Medics described seeing victims’ phones lit up with calls from desperate loved ones (Picture:AP)
Medics called to the scene of a stampede which killed dozens of Jewish worshippers described seeing victims’ mobile phones lighting up with calls from loved ones desperate to find them.
At least 45 people were crushed to death and more than 100 injured
in the disaster at a mass gathering celebrating the Lag B’Omer holiday on the slopes of Israel’s Mount Meron early on Friday. The victims reportedly include two brothers aged nine and 14.
Huge crowds numbering up to 100,000 had attended what was the first large-scale religious event since almost all coronavirus restrictions were lifted in the country earlier this year.
The exact cause of the stampede remains unclear, although some witnesses said a group of worshippers had slipped on a staircase, forcing others down into a narrow tunnel where they were crushed.
Others have pointed the finger of blame at the Israeli police for barricading part of the tunnel to control crowd flows, turning it into a deadly bottleneck.
Prime Minister Benjamin Netanyahu called it ‘one of the worst disasters that has befallen the state of Israel’ when he visited the scene on Friday and declared Sunday a national day of mourning.
Paramedics scrambled to the tunnel described it as one of the worst scenes they have ever encountered.
Officials stand by rows of bodies (Picture: AP)

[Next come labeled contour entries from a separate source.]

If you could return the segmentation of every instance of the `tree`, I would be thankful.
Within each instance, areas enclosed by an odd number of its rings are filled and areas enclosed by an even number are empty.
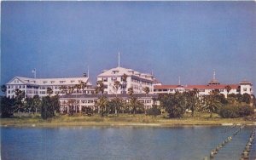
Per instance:
[[[128,76],[125,73],[122,77],[121,77],[121,89],[123,89],[123,93],[125,94],[125,90],[126,90],[126,86],[127,86],[127,77]]]
[[[120,82],[115,81],[114,83],[113,83],[113,89],[115,91],[116,100],[117,100],[117,93],[118,93],[119,88],[120,88]],[[115,106],[115,108],[114,108],[114,113],[117,114],[117,106]]]
[[[161,114],[161,111],[157,107],[156,105],[153,105],[152,108],[147,111],[147,115],[158,116]]]
[[[130,111],[133,112],[133,114],[144,112],[144,105],[141,103],[136,97],[132,96],[130,99],[129,106]]]
[[[0,112],[1,117],[10,117],[14,116],[15,109],[15,99],[9,99],[5,96],[0,97]]]
[[[128,89],[128,94],[130,96],[133,94],[133,89],[131,87]]]
[[[80,82],[80,89],[82,89],[82,94],[84,94],[84,89],[87,88],[87,83],[81,81]]]
[[[23,104],[23,100],[25,98],[25,91],[21,91],[19,89],[15,89],[15,106],[16,106],[16,110],[18,110],[18,113],[19,113],[19,117],[20,117],[20,111],[22,110],[24,110],[24,104]]]
[[[76,94],[79,94],[79,90],[81,89],[81,85],[80,84],[75,84],[74,89],[76,89],[76,90],[77,90]]]
[[[67,100],[67,114],[68,116],[73,116],[74,113],[74,105],[76,103],[75,100]]]
[[[245,93],[242,94],[242,102],[245,102],[247,104],[250,104],[251,102],[251,95]]]
[[[43,97],[41,104],[41,117],[47,119],[55,116],[54,106],[49,95]]]
[[[4,85],[4,84],[3,84],[2,86],[1,86],[1,91],[3,92],[3,93],[6,93],[6,90],[7,90],[7,87],[6,87],[6,85]]]
[[[35,111],[35,108],[33,106],[33,99],[32,98],[26,97],[25,99],[24,109],[25,109],[25,111],[28,111],[29,113],[30,113],[30,111],[32,111],[32,112]]]
[[[104,93],[104,83],[102,81],[97,81],[96,87],[95,89],[95,91],[96,94],[101,93],[102,94]]]
[[[73,94],[74,87],[73,86],[68,86],[68,94]]]
[[[60,97],[59,95],[55,95],[52,96],[51,98],[51,104],[53,106],[53,109],[55,112],[60,112],[60,108],[61,108],[61,102],[60,102]]]
[[[61,90],[61,94],[63,95],[64,94],[67,94],[67,86],[61,86],[60,88],[60,90]]]
[[[98,113],[100,113],[102,117],[103,117],[104,114],[107,113],[107,106],[108,105],[107,97],[101,96],[95,105],[98,108]]]
[[[35,107],[36,110],[36,113],[38,113],[38,110],[40,109],[41,106],[41,100],[38,94],[36,94],[33,96],[33,106]]]
[[[227,85],[227,86],[225,86],[225,89],[227,90],[227,96],[229,95],[229,93],[230,92],[230,90],[231,90],[231,87],[230,86],[230,85]]]
[[[185,112],[185,99],[183,94],[165,94],[160,98],[160,105],[169,113],[169,117],[182,117]]]
[[[46,93],[48,94],[49,96],[50,96],[53,94],[52,89],[50,87],[48,87]]]
[[[121,110],[124,109],[123,100],[119,98],[115,98],[111,100],[108,103],[108,109],[109,109],[108,113],[110,114],[113,113],[116,114],[116,111],[117,113],[119,113]]]
[[[143,88],[143,91],[146,93],[146,94],[148,95],[148,94],[149,93],[149,88],[148,87],[145,87]]]
[[[212,117],[212,112],[216,112],[221,106],[219,100],[216,99],[212,94],[210,94],[203,97],[203,106],[201,109],[210,111],[210,117]]]

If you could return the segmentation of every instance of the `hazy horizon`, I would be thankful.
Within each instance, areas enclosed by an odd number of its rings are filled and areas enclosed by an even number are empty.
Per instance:
[[[255,2],[2,2],[1,84],[120,66],[163,84],[256,83]]]

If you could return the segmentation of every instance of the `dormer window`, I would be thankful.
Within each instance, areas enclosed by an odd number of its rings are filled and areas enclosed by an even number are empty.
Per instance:
[[[60,81],[60,83],[65,83],[65,81]]]
[[[119,71],[113,71],[112,74],[116,74],[116,73],[119,73]]]

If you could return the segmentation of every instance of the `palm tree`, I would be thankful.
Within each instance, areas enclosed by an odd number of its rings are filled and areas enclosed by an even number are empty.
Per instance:
[[[34,105],[34,107],[36,109],[36,114],[38,113],[38,109],[40,108],[41,106],[41,100],[40,100],[40,97],[39,95],[34,95],[33,96],[33,105]]]
[[[198,98],[198,94],[199,90],[197,89],[193,89],[192,91],[189,91],[189,108],[191,110],[191,115],[194,117],[194,112],[196,108],[196,105],[199,102],[199,98]]]
[[[50,87],[48,87],[47,88],[47,90],[46,90],[47,94],[49,96],[50,96],[52,94],[53,94],[53,90]]]
[[[72,116],[73,114],[73,106],[76,103],[75,100],[67,100],[67,114]]]
[[[216,99],[216,97],[212,94],[204,96],[203,106],[201,109],[209,111],[210,117],[212,117],[212,112],[216,111],[218,108],[219,108],[220,106],[221,106],[221,103],[219,100]]]
[[[68,94],[73,94],[74,87],[73,86],[68,86]]]
[[[146,96],[148,97],[148,94],[149,93],[149,88],[148,87],[145,87],[143,88],[143,91],[146,93]],[[146,110],[145,110],[145,114],[146,114]]]
[[[117,100],[117,93],[119,91],[119,89],[120,88],[120,82],[115,81],[113,86],[113,90],[115,91],[115,98]],[[117,106],[114,107],[114,113],[117,114]]]
[[[95,89],[96,93],[96,94],[101,93],[102,94],[103,94],[104,89],[105,89],[105,86],[104,86],[103,82],[102,81],[97,81],[96,87]]]
[[[83,94],[84,94],[84,89],[87,87],[87,83],[81,81],[80,82],[80,89],[82,89]]]
[[[148,87],[143,88],[143,91],[146,93],[146,95],[148,95],[148,94],[149,93],[149,88]]]
[[[136,97],[131,97],[131,100],[130,100],[130,106],[131,106],[131,109],[133,112],[133,115],[135,113],[137,113],[137,111],[142,111],[144,109],[143,107],[143,104],[141,103],[137,98]]]
[[[108,104],[108,100],[107,97],[105,96],[101,96],[99,100],[96,102],[96,106],[98,108],[98,113],[102,114],[102,117],[104,116],[104,113],[107,111],[107,106]]]
[[[227,97],[228,97],[228,95],[229,95],[229,93],[230,92],[230,90],[231,90],[231,87],[230,86],[230,85],[227,85],[227,86],[225,86],[225,89],[227,90]]]
[[[131,95],[133,94],[133,93],[134,93],[134,92],[133,92],[133,89],[132,89],[131,87],[129,88],[129,89],[128,89],[128,94],[129,94],[129,95],[131,96]]]
[[[67,94],[67,86],[61,86],[59,87],[59,89],[61,90],[61,94],[63,95],[64,94]]]
[[[125,90],[126,90],[127,77],[128,77],[128,76],[127,76],[125,73],[121,77],[123,91],[125,91]],[[125,93],[125,92],[124,92],[124,93]]]
[[[4,93],[5,94],[5,92],[6,92],[6,90],[7,90],[7,87],[6,87],[6,85],[2,85],[1,86],[1,91],[3,92],[3,93]]]
[[[15,89],[15,106],[17,107],[16,110],[18,110],[19,117],[20,117],[20,111],[23,109],[25,94],[24,90]]]

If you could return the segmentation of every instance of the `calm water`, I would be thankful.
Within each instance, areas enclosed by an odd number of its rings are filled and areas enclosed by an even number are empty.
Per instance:
[[[203,159],[238,128],[1,128],[2,159]],[[239,159],[246,127],[215,159]],[[256,143],[251,159],[256,157]]]

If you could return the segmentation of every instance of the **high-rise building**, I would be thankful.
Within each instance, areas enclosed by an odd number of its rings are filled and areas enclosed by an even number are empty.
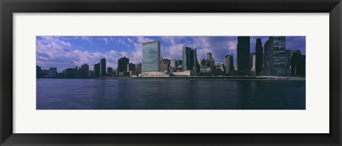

Mourners carry the body of one of the victims (Picture: AP)
Mourners attend the funeral of one of those killed in the crush (Picture: AP)
One, Levy Steinmatz, told the
Telegraph: ‘There was nothing we could do, and they kept bringing more [bodies]. It was madness.’
Describing the yarmulkes, shoes and glasses that lay strewn among the bodies and wreckage, he said: ‘It looked like a scene from the Holocaust.’
He added: ‘It is shocking to think about the last moments of those who died when people were stepping on them. It is really shocking.’
Zaka, an Israeli emergency services group, said their paramedics saw victims’ mobile phones lighting up with calls from ‘Mum’ and ‘my dear wife’.
A spokesperson, Motti Bokchin, told Army Radio: ‘It’s unfathomable.’
Belongings lay strewn among the bodies (Picture: AP)
The body of Rabbi Eliezer Goldberg is carried before his funeral in Jerusalem on Friday (Picture: AP)
Medics described it as the worst scene they have ever attended (Picture: AP)
Mourners gather next to the house of victim Menahem Zachach (Picture: Heidi Levine/Sipa Press/Rex)
Phone coverage in the area collapsed under huge demand as the night wore on and family members frantically tried to get hold of loved ones.
The Israeli Health Ministry said 32 of the dead had been identified by late Friday.
The identification process paused for 24 hours in observance of the Jewish Sabbath and would resume on Saturday evening.
More than 20 of the people injured were still in hospital by Friday night.
The Queen has sent a message of condolence to the president of Israel, saying she was ‘deeply saddened’ by the incident, and that her thoughts were with the families of those who lost their lives.